Дорогин потрогал левое ухо – бледную раковину, сверху обкусаную морозом.

– Надо подумать… – Он выпил и, взволнованно пройдясь по комнате, остановился возле камина, пристально, как-то «провально» засмотрелся в глубину бушующего пламени. – Надо подумать, батя. Надо кое с кем посоветоваться, как помочь Егору.

– Угомонись! – Отец махнул рукой. – Да он уж сам себе помог. Не схотел сидеть в тюрьме, пускай сидит в тайге. Пускай отсиживается. Потом, за давностью годов, всё простится, всё позабудется.

– Ну, дай-то бог! – Дорогин снова потянулся к поллитровке. – За это надо выпить!

– Вот понесло тебя по кочкам, Тиморейка. Да? Ведь завтра же утром… – Отец ему напомнил о каком-то мероприятии, запланированном на завтра.

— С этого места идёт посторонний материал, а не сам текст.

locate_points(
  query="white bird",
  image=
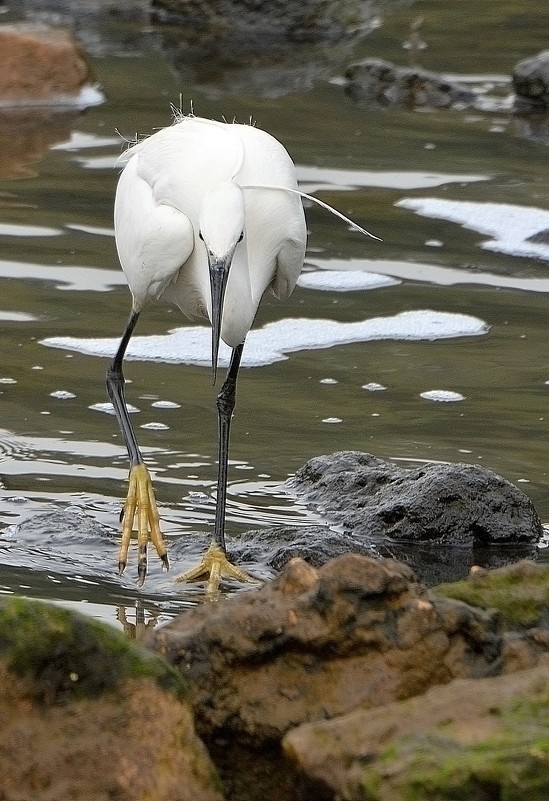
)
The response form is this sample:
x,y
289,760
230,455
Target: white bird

– Так это же – завтра! – Хмельные глаза художника весело глянули на окно, просмолёною теменью. – Это когда ещё – завтра…

Силуэты Петербурга стали прорисовываться в сером воздухе за окном, когда огонь в камине совсем потух и остывающий уголь подёрнулся голубовато-серым пушистым пеплом.

4

И наступило утро. И юбиляр стонал.

– Самочувствие такое, – признался он, не глядя на отца, – будто моё столетие отметили.

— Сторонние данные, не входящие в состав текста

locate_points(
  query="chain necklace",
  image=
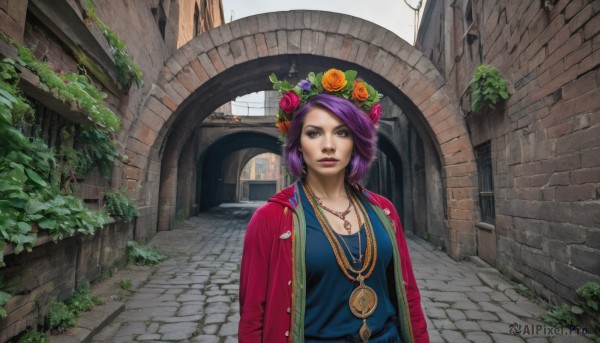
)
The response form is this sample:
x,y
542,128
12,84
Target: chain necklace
x,y
341,237
363,299
341,214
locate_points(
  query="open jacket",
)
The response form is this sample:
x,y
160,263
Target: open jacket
x,y
273,274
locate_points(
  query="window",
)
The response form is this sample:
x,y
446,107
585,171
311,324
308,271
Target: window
x,y
262,166
160,17
483,156
196,20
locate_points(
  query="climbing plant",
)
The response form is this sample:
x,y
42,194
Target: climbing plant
x,y
127,69
30,189
487,88
118,204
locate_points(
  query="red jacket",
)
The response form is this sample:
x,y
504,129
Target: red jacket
x,y
272,279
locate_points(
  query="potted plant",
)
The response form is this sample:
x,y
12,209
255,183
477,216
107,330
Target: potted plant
x,y
487,88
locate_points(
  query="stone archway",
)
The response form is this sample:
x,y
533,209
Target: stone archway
x,y
234,59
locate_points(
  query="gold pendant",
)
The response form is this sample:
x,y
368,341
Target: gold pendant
x,y
363,300
364,332
347,226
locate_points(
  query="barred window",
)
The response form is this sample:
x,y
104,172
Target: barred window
x,y
486,187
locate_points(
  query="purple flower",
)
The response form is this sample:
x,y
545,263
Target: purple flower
x,y
304,85
375,113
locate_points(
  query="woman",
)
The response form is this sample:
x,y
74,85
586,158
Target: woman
x,y
326,260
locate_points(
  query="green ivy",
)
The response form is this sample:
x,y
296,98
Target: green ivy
x,y
488,87
33,337
4,298
127,69
29,186
60,317
73,88
82,300
117,204
144,255
589,295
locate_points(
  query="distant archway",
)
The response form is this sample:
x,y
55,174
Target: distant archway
x,y
236,58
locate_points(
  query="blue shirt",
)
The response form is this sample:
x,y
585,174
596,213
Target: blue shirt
x,y
328,290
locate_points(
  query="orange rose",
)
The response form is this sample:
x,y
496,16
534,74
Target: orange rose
x,y
333,80
283,126
360,92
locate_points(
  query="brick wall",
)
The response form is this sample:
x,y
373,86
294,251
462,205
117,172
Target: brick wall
x,y
55,269
545,140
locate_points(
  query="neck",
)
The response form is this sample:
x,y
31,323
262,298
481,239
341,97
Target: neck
x,y
327,188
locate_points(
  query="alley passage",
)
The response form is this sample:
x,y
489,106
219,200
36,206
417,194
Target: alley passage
x,y
193,296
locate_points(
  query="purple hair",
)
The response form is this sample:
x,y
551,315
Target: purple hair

Дед-Борей давно уже был «на сухом пайке». Поэтому – весёлый, бодрый.

– Сынок! – сказал он, подавая стакан с минеральной водой. – Какие твои годы! Всё только начинается!

Но юбиляр настроен был пессимистически.

– Сегодня… – Он отхлебнул минералки, вздохнул. – Сегодня по международным правилам художник считается молодым до сорока пяти лет! Представляешь, батя? Пушкин, Лермонтов, Рембо – к этому возрасту – уже в земле. А у нас всё только начинается. Пора стреляться! Бездари!

– Речь не мальчика, но ужас… – сделав нарочито большие глаза, громко заметил Дед-Борей, обращаясь теперь уже к детям.

Малолетние сыновья художника – их было трое – крутились рядом.

Ничего не поняв из этого разговора, детишки продолжали заниматься своими делами: кто-то глину месил для скульптурки, кто-то пытался что-то малевать на маленьком холсте, закреплённом на детском мольберте – Тиморей Антонович собственноручно сделал.

– А ну-ка, что ты здесь намалевал… Малевич… – пробормотал художник, присматриваясь к работе сынишки. – Это что у тебя? Что за цвет? Ты же нормальный человек, а не дальтоник.

– А ты? – с неожиданной смелостью ответил парнишка. – Ты вчера пил водку!

– Пил, – несколько растерянно согласился отец. – Имею право. Потому что юбиляр.

– А сам что говорил?

– И что же, интересно, я говорил? А-а! Ну, да! Я вспомнил… – Отец развёл руками. – Ну, извини… Я потом посмотрю.

Одна из причин, по которой художник дал себе слово не прикасаться к спиртному – небольшая, но явно ощутимая потеря цветоощущения. С недавних пор он за собой стал замечать: как выпьет, так с похмелья дня три или четыре не может нормально ощущать все цвета радуги – зрение садится. Потом оно как будто восстанавливается, но всё же – есть подозрение, что восстанавливается не полностью; и медицина это подтверждает.

«Дожился! – Дорогин покачал головой. – Дети меня уже ставят на место!.. А где же отец? Опять где-нибудь потерялся?»